The counsellor leaned back and shook her head. "You are a minor here until you are 30, and subject to the Department of Social Adjustment. After that, you may join the Workers if you wish, but it would be considered a social disgrace and it is unlikely that they would ever accept you."

"Then send me back!" she exploded. "Your version of paradise sucks!"

"Oh, Ellen, you can't mean that! Think of the terrible things you went through before you came here!"

"But at least I was alive! I'm sick of being told that all my ideas are the result of "temporary disorientation". I'm just a pig in a pen with nothing to do. We spend all morning deciding what to wear and all afternoon messing up the cultural centers so the Workers can clean them up. These 'Privileged' people, as you call them, are all brain dead. And if I don't get out of here soon, I'll be just like them."

"Give it a little longer," the counsellor advised. "You will adjust."

At her next counselling session, Ellen/Trish was more vocal than ever. She had done a lot of observing and reasoning, and her questions had an edge on them. "There is no brain virus, is there?" she asked finally, after an hour of fruitless attempts to extract information from the infuriatingly bland woman on the other side of the desk.

The counsellor tensed. "How can you say such a thing? The brain virus is a terrible disease. Hundreds have succumbed to it - or they would have, without the transfer technology."

"But only the Privileged--never the Workers."

The counsellor squirmed. "I think you should talk to the Coordinator of Readjustment."

The coordinator was bluff and hearty. "Congratulations," he said, holding out his hand. "I think you are ready for consideration for the next phase."

"What next phase?"

"Exploration of other parallel realities. There are thousands of them, you know, maybe millions. A number of us would like to emigrate, but first we need explorers to bring back information."

Ellen/Trish sat down hard. "There is no brain virus, is there?" she asked again.

"Disease was wiped out decades ago," the Coordinator explained, "but the Privileged still have annual medical examinations. It has allowed us to make certain...adjustments. When we told suitable individuals that they had a virus that required treatment, they were very grateful to have us look after them."

"So you're killing off the Privileged and replacing them with explorers," she said slowly.

"That's a crude way of putting it, but essentially correct," the co-ordinator said absent-mindedly. He was scanning her file. "My goodness, your test scores are high. You will make a wonderful explorer."

"And every time I jump to another reality, my body will be disassembled here and someone will have to die on the other side to make a new body available for me?"

"It is possible to share a body with a host," the co-ordinator informed her. But things are much simpler this way."

The old Trish burst out, full of moral indignation. "How can you do this?" she shouted, jumping to her feet. "They're human beings just like you. It's not their fault that they're so stupid. You haven't allowed them any kind of challenge. They just trust you to look after them."

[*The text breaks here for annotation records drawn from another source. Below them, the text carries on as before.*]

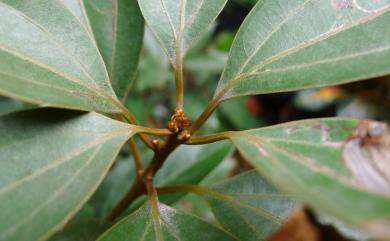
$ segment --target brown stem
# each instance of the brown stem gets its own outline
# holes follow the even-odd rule
[[[131,138],[127,141],[127,144],[129,145],[130,151],[133,154],[133,159],[135,163],[135,169],[137,170],[137,175],[140,172],[143,172],[144,167],[141,160],[141,153],[139,152],[137,143],[135,143],[134,138]]]
[[[161,143],[160,146],[155,148],[155,153],[150,165],[144,172],[137,173],[137,179],[133,186],[107,216],[107,220],[115,220],[119,215],[126,211],[135,199],[146,193],[147,189],[145,184],[147,180],[153,180],[154,175],[162,167],[169,154],[171,154],[180,144],[182,144],[182,141],[179,140],[178,135],[175,134],[169,136],[164,143]]]
[[[209,144],[217,141],[222,141],[225,139],[229,139],[231,136],[231,131],[226,131],[226,132],[220,132],[212,135],[207,135],[207,136],[194,136],[191,137],[189,141],[187,141],[186,145],[204,145],[204,144]]]
[[[124,211],[127,210],[129,205],[135,201],[142,194],[146,193],[145,183],[143,182],[141,177],[137,177],[133,186],[126,193],[126,195],[122,198],[122,200],[115,206],[115,208],[111,211],[110,214],[107,215],[106,220],[113,222],[119,215],[121,215]]]

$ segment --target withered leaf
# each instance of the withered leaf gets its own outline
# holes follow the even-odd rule
[[[358,184],[390,193],[390,130],[381,122],[362,122],[342,148],[342,157]]]

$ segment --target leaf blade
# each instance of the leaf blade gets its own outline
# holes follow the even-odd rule
[[[226,2],[138,0],[147,24],[173,66],[176,66],[176,60],[184,58],[191,43],[214,21]]]
[[[361,122],[353,119],[307,120],[241,132],[232,140],[272,183],[367,230],[371,221],[386,220],[390,198],[358,183],[341,158],[344,143],[357,138],[360,128]]]
[[[119,111],[94,40],[69,5],[2,0],[0,11],[2,94],[41,105]]]
[[[334,5],[340,2],[259,2],[237,34],[215,97],[335,85],[389,73],[390,2],[368,3],[367,12],[357,10],[358,1]]]
[[[50,109],[6,115],[0,125],[0,240],[50,236],[88,200],[134,134],[96,113]]]
[[[136,1],[84,0],[89,22],[118,98],[127,97],[140,57],[144,22]]]
[[[158,209],[163,240],[236,240],[216,226],[208,224],[195,216],[175,210],[164,204],[158,204]],[[156,240],[151,213],[152,207],[148,202],[134,214],[108,230],[98,240]],[[129,230],[131,230],[130,233]],[[197,235],[194,235],[194,233],[197,233]]]

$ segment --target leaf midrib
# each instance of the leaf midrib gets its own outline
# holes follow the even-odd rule
[[[98,137],[95,141],[87,143],[85,145],[82,145],[79,148],[73,150],[67,156],[59,158],[59,159],[54,160],[54,161],[51,161],[48,165],[45,165],[43,167],[35,169],[31,174],[24,176],[22,178],[19,178],[17,180],[14,180],[10,185],[4,186],[0,189],[0,196],[8,193],[9,191],[17,188],[18,186],[22,185],[23,183],[25,183],[27,181],[34,180],[36,177],[39,177],[39,176],[45,174],[46,172],[66,163],[67,161],[71,160],[72,158],[75,158],[75,157],[81,155],[85,151],[87,151],[87,150],[89,150],[97,145],[103,144],[104,142],[106,142],[106,141],[112,139],[114,136],[116,136],[116,133],[123,134],[123,132],[125,130],[128,131],[129,129],[128,128],[119,129],[119,130],[113,131],[111,133],[107,133],[105,136],[102,136],[100,138]]]
[[[91,163],[92,163],[92,160],[93,158],[97,155],[97,153],[99,153],[99,151],[101,150],[103,145],[100,145],[96,148],[96,150],[92,153],[92,155],[88,158],[88,160],[84,163],[84,165],[78,169],[69,179],[67,182],[65,182],[64,185],[62,185],[57,191],[55,191],[52,195],[50,195],[50,197],[40,206],[38,206],[36,209],[32,209],[30,212],[30,214],[28,216],[26,216],[22,222],[12,226],[10,229],[7,229],[5,230],[2,234],[4,236],[6,236],[7,234],[9,233],[13,233],[14,231],[16,231],[21,225],[23,225],[26,221],[28,221],[30,218],[33,218],[35,217],[35,215],[37,215],[42,209],[44,209],[46,206],[48,206],[51,202],[53,202],[56,197],[58,195],[60,195],[67,186],[69,186],[75,179],[76,176],[78,176],[80,173],[82,173],[82,171],[88,167]]]
[[[25,13],[23,13],[22,11],[12,7],[12,6],[9,6],[8,4],[4,4],[3,2],[0,2],[0,4],[8,7],[10,10],[18,13],[21,17],[23,17],[24,19],[26,19],[28,22],[30,22],[32,25],[34,25],[35,27],[37,27],[38,29],[40,29],[43,33],[46,33],[46,35],[48,36],[48,39],[54,43],[55,45],[57,45],[60,49],[62,49],[64,51],[64,53],[74,62],[76,63],[80,68],[81,70],[84,72],[84,74],[86,74],[86,77],[89,78],[90,81],[92,81],[92,83],[95,84],[95,87],[97,89],[99,89],[100,91],[102,91],[100,89],[100,86],[98,85],[98,83],[94,80],[94,78],[91,76],[91,73],[89,71],[87,71],[85,65],[83,63],[80,62],[80,60],[78,58],[76,58],[74,55],[72,55],[70,52],[69,52],[69,49],[65,46],[62,45],[61,41],[59,41],[48,29],[46,29],[45,27],[43,27],[41,24],[37,23],[34,19],[30,18],[29,16],[27,16]]]
[[[222,90],[215,95],[214,100],[221,101],[225,97],[225,94],[228,93],[230,89],[234,88],[234,86],[236,86],[239,82],[247,79],[248,77],[255,75],[258,70],[264,68],[265,66],[267,66],[275,61],[278,61],[282,58],[285,58],[285,57],[289,56],[290,54],[293,54],[299,50],[302,50],[304,48],[308,48],[308,47],[310,47],[318,42],[321,42],[321,41],[326,40],[332,36],[335,36],[338,33],[341,33],[341,32],[350,30],[354,27],[358,27],[358,26],[361,26],[363,24],[369,23],[371,20],[374,20],[377,17],[382,16],[383,14],[387,13],[389,10],[390,10],[390,6],[380,8],[380,9],[376,10],[375,12],[373,12],[373,14],[370,14],[367,17],[361,18],[352,24],[349,24],[346,26],[341,26],[339,28],[331,29],[328,32],[325,32],[321,35],[318,35],[312,39],[306,40],[298,45],[295,45],[294,47],[292,47],[290,49],[282,51],[276,55],[273,55],[273,56],[261,61],[258,65],[255,65],[251,70],[244,72],[244,73],[239,73],[231,81],[228,81],[227,84],[222,88]]]

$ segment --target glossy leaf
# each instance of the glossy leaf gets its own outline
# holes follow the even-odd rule
[[[182,61],[191,43],[207,29],[227,0],[138,0],[147,24],[172,64]]]
[[[1,0],[0,16],[0,94],[119,111],[95,40],[74,8],[59,0]]]
[[[234,150],[229,142],[218,142],[205,146],[181,146],[167,159],[155,176],[157,186],[199,184]],[[182,195],[160,198],[161,202],[171,204]]]
[[[267,240],[294,208],[291,196],[249,171],[210,187],[188,191],[206,198],[222,227],[239,240]]]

"And we have looked after them splendidly," the co-ordinator reminded her. "There are three of them for every one of us, and we are getting tired of carrying the load."

"Why don't you train some of them to be explorers, then?"

"We tried. But they are too satisfied with their lives. They aren't hungry to experience the untried, the way you are."

"You looked after them too well."

"I suppose so. Now it's time for them to give something back. They're expendable. And, as you remarked, they're not very intelligent."

Trish paced back and forth. "I guess I have no choice but to become an explorer," she said at last.

"There is always a choice," the co-ordinator assured her. "If you prefer, you may remain among the Privileged. We have an excellent adjustment conditioning program. After completing it, you will be aware of only a single reality, and perfectly happy in it."

"You mean I would stop questioning," Trish said.

"Exactly. No questions. No conflict. What mankind has dreamed of for millennia. The Paradise Alternative is yours for the asking."